Amanhã, um grande momento




Conheço essa menina linda há muitos anos, pois que fui sua vizinha em 1958, no Chame Chame. Não sei se ela se lembra de mim desse tempo, quando eu ficava espiando de longe seus belos vestidos, costurados com tanta delicadeza por sua mãe. E depois retratada com tanto, mas tanto amor, por seu pai. Lembro-me que brincávamos juntas, de muitas brincadeiras, como boca de forno, cozinhado, pula-corda. E eu, que sempre tive medo de cães, aprendi com ela a amá-los.
Eis que se passaram anos, e um dia ela me achou na blogosfera. Foi no São João do ano passado. Amizade reencontrada, maravilhosa, que me rendeu outras. Com ela vieram Bernardo, Janaína, Judith, Edu, e muitos muitos outros seres desse mundo, inigualáveis. Com ela vieram para minha vida, como presentes que nunca findam, sua fotografia e sua literatura.

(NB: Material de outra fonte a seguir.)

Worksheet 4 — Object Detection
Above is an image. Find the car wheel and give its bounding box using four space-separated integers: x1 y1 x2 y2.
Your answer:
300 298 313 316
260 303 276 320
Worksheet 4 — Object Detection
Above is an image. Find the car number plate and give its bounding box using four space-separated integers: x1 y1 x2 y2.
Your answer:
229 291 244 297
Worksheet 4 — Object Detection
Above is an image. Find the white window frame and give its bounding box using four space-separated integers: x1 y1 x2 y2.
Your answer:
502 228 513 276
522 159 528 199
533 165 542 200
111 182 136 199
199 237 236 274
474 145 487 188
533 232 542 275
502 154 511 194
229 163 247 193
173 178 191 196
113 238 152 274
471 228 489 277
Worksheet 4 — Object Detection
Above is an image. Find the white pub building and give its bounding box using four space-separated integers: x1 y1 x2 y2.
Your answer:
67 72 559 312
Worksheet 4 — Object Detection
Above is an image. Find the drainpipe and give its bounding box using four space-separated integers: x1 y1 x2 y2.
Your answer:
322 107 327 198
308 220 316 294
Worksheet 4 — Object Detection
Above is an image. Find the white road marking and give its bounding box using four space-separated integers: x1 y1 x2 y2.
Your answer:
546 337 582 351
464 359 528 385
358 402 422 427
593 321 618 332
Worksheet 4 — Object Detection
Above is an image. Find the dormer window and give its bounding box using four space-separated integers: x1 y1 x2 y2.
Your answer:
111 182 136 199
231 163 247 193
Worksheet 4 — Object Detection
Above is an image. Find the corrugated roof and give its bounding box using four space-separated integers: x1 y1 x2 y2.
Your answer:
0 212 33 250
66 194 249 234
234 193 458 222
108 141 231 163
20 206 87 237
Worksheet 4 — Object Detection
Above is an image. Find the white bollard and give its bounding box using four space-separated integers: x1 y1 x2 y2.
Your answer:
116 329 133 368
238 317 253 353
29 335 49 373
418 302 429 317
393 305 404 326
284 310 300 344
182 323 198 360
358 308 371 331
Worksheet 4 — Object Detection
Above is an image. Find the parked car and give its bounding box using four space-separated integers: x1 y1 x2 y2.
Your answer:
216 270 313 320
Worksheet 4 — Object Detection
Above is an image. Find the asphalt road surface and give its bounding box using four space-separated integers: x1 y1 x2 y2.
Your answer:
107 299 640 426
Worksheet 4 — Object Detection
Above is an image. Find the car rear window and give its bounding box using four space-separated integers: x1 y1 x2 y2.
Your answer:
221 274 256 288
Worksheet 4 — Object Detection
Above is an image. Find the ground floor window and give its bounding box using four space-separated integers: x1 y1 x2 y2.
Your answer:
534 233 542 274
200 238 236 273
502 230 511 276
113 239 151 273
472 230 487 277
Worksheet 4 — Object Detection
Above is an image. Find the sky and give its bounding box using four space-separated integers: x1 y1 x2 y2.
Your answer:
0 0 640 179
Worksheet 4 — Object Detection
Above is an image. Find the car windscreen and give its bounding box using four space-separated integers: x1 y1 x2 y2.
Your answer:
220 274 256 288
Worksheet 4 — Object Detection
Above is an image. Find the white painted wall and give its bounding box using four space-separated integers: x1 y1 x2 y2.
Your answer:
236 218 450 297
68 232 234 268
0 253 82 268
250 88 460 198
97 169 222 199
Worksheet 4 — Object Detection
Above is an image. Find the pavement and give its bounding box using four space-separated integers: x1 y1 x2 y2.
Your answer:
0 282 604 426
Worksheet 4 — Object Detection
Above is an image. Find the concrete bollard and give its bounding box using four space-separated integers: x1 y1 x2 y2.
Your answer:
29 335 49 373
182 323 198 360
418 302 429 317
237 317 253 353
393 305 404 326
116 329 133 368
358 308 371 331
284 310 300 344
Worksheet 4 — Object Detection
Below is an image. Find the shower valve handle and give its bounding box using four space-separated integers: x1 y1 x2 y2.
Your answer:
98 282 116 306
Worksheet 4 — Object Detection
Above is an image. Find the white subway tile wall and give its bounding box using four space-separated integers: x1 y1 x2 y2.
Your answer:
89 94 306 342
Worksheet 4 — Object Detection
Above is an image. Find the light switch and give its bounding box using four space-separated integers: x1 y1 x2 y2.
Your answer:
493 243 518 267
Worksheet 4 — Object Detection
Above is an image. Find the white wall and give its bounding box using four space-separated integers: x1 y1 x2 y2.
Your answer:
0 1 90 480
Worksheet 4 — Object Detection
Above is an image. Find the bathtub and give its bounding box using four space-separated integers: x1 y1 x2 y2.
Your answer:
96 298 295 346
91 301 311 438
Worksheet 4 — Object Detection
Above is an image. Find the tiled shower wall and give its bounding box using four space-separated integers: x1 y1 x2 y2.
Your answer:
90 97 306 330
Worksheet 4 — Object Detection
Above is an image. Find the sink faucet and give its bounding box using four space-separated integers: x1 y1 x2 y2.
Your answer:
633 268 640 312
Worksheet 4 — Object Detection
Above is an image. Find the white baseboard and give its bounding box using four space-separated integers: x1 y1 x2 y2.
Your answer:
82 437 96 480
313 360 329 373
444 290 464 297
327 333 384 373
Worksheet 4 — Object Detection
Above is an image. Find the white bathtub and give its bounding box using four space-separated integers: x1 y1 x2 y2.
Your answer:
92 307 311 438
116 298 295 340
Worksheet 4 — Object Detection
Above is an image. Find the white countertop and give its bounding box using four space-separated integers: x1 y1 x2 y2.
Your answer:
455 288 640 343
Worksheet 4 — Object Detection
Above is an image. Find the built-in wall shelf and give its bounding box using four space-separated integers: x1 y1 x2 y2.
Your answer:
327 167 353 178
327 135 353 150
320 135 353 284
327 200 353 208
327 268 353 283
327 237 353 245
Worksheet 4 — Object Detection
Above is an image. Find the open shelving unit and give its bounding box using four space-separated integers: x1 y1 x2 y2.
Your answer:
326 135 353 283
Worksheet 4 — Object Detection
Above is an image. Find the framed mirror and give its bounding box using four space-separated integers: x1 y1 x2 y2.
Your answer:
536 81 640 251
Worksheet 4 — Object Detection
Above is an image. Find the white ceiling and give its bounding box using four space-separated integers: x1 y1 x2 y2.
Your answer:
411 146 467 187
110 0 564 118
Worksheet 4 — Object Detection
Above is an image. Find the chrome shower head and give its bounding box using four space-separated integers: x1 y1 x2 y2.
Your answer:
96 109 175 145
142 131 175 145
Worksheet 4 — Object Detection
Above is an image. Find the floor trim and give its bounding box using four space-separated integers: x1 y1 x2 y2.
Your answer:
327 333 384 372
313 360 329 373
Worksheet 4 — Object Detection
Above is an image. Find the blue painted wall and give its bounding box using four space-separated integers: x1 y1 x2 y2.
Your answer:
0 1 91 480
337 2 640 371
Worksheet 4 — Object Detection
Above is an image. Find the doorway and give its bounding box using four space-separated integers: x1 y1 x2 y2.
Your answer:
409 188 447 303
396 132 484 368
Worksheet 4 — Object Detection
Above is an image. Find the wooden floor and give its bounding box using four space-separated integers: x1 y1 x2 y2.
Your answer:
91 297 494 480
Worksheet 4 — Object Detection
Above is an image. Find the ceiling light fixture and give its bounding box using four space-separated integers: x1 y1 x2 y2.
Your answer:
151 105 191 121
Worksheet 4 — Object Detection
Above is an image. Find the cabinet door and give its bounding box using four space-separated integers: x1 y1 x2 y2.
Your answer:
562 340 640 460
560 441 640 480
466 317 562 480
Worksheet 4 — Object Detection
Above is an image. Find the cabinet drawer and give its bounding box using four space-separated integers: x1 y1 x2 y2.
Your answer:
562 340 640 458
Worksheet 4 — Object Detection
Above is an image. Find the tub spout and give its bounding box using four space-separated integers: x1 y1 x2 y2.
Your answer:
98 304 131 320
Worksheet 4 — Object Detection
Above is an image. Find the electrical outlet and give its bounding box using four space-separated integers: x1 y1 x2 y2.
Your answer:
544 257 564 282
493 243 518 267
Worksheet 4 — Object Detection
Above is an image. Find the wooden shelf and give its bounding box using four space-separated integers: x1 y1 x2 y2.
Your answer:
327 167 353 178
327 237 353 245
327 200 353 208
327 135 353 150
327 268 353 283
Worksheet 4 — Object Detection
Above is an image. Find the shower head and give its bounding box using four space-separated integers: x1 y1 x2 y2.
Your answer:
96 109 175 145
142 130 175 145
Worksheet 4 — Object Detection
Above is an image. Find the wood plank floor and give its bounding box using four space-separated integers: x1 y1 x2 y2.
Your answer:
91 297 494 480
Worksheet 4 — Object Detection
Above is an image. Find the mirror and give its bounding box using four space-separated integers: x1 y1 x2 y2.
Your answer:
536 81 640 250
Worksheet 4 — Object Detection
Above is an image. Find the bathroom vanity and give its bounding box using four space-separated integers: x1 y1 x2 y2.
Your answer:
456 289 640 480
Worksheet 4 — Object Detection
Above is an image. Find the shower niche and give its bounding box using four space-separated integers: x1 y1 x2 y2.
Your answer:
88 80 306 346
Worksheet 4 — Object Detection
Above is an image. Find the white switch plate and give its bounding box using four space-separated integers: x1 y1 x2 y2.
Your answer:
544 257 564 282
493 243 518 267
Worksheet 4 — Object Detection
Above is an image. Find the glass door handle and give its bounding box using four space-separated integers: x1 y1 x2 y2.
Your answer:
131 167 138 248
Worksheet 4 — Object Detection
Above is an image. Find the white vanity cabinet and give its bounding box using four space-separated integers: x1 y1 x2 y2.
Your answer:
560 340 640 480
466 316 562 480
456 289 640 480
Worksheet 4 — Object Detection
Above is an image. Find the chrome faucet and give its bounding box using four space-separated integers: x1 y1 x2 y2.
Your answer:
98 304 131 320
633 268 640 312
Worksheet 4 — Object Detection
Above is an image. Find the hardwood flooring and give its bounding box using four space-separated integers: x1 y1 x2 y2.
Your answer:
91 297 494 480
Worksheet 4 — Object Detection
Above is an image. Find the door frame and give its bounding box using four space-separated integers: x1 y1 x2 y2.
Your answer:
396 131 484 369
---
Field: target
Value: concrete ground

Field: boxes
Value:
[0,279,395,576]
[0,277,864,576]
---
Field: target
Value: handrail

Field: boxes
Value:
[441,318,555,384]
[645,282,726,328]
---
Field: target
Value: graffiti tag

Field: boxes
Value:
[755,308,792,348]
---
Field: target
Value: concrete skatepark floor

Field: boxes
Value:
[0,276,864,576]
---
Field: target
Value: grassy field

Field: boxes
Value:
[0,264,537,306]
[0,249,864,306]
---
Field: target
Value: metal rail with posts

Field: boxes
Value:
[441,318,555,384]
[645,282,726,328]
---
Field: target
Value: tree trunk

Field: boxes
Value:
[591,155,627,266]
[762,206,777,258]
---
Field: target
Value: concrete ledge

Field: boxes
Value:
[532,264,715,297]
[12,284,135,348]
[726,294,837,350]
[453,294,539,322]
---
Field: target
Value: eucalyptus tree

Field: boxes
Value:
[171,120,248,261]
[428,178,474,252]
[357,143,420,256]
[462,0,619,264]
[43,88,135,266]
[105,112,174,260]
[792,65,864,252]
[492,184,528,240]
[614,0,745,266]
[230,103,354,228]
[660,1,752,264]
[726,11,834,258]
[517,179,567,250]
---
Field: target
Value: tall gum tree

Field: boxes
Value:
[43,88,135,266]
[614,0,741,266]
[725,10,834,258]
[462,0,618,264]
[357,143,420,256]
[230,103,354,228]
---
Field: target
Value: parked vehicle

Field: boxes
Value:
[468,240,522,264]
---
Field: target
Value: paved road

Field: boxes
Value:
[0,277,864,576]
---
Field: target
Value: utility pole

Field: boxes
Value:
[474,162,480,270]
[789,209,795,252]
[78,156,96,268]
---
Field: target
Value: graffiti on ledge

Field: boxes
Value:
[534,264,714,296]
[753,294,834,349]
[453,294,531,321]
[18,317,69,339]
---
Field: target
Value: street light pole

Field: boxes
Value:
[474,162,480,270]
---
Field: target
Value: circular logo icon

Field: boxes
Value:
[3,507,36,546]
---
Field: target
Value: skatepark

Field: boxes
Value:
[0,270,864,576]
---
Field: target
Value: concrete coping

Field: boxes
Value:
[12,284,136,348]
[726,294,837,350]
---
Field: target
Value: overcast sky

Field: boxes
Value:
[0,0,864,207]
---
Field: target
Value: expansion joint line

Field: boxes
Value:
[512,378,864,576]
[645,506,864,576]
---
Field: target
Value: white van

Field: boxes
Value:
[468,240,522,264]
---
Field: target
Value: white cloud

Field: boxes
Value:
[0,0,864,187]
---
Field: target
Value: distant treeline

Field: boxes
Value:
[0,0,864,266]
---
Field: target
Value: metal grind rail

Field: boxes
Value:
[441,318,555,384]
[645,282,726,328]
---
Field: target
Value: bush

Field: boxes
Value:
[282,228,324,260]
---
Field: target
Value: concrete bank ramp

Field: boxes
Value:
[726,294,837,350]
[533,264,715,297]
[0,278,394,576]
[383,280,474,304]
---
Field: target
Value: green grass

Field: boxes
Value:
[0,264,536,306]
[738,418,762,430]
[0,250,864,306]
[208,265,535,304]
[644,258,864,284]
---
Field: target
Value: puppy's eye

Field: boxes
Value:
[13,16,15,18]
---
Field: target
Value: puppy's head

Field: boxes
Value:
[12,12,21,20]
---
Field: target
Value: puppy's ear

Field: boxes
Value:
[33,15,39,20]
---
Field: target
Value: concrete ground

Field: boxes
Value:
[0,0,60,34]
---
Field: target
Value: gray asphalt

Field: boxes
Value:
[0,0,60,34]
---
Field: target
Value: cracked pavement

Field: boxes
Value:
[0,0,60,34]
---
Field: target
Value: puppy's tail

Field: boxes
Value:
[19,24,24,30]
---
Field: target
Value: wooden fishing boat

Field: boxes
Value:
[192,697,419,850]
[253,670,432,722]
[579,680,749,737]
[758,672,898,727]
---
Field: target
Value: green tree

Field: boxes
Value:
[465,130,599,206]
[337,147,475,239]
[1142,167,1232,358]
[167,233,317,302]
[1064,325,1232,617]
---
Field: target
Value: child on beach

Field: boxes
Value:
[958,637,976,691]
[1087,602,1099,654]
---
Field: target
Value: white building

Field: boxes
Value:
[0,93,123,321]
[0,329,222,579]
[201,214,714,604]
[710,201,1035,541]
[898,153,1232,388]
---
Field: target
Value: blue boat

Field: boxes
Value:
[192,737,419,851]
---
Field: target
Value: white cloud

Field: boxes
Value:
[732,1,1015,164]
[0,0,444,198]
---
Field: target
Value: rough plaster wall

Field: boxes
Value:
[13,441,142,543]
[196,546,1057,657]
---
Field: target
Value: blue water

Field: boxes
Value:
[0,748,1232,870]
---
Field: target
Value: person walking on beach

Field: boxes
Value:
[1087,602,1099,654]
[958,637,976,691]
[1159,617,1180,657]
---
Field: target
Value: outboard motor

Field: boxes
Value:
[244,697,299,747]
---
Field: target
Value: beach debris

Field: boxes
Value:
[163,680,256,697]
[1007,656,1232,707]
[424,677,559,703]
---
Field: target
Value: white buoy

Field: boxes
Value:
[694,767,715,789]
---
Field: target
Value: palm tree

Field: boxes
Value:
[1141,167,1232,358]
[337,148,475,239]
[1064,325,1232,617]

O rapaz bonito, também aí em cima, chama-se Nílson, e eu o conheci há um ano. Detectei a beleza de sua alma num dos posts mais corajosos que escrevi. Claro, porque a beleza precisa ser dita, proclamada a todos os ventos, sem nenhum pudor. Tal beleza nasce da conjunção do poeta e do homem que o habita. Tanta humanidade só pode resultar em poesia. É um dos mais completos poetas que conheço.

Essas duas pessoas lindas se encontrarão, amanhã, no Tom do Saber, autografando seus livros, para minha felicidade. Estarei lá, vestida a la década de 50, na fila de autógrafos. O convite está anexado: vamos juntos?



*Não aprendi ainda a colar imagens. Era para todas ficaram lado a lado. Não acertei fazer tão difícil coisa.
Foto de Nílson: Maria Sampaio.
Foto de Maria Sampaio: Mirabeau Sampaio, 1958.

domingo, 30 de agosto de 2009

Amor


Desde a quinta-feira vivo num transe, no qual nem sei como lidar direito. Desde a quinta-feira tenho recebido amor, mas muito amor mesmo. Claro, sempre recebo amor, mas dessa vez a dose tem sido muita, coisa de assombrar. Não sei o que houve no mundo nos últimos dias, qual a energia que ronda o último sol e a última lua; se os anjos resolveram se manifestar, com suas asas nas costas, feito querubins arrebatados; se Deus resolveu perdoar, para sempre, todos os pecados da humanidade. Ou se eu, finalmente, encontrei sintonia com as brisas do mar. Pois que desde a quinta-feira, por ando passo, vou recolhendo presentes: olhares de ternura, abraços intensos, rosas vermelhas, bombons de chocolate, cartões com palavras doces, e uma promessa, ah uma promessa de maciez e tranquilidade. O amor é isso mesmo? Essa coisa malemolente, semelhante a corpo balançando na rede depois do almoço? Essa vontade de ser mãe do mundo? É, levar o mundo pra casa, dar-lhe de presente todos os livros de poesia, afagar-lhe os cabelos longos... Ah, meus amados alunos, como agradecer-lhes a doação dessa coisa viva, pulsante, que traz água nos olhos e sentimento de felicidade? Ah, queridos amigos, como devolver-lhes o carinho da companhia agradável, driblando todos os tédios da existência? O que apenas posso dizer agora, diante dessa embriaguez, é que o amor faz com que a minha alma se parta, desapegada, em mil pedaços, voando sem endereço certo...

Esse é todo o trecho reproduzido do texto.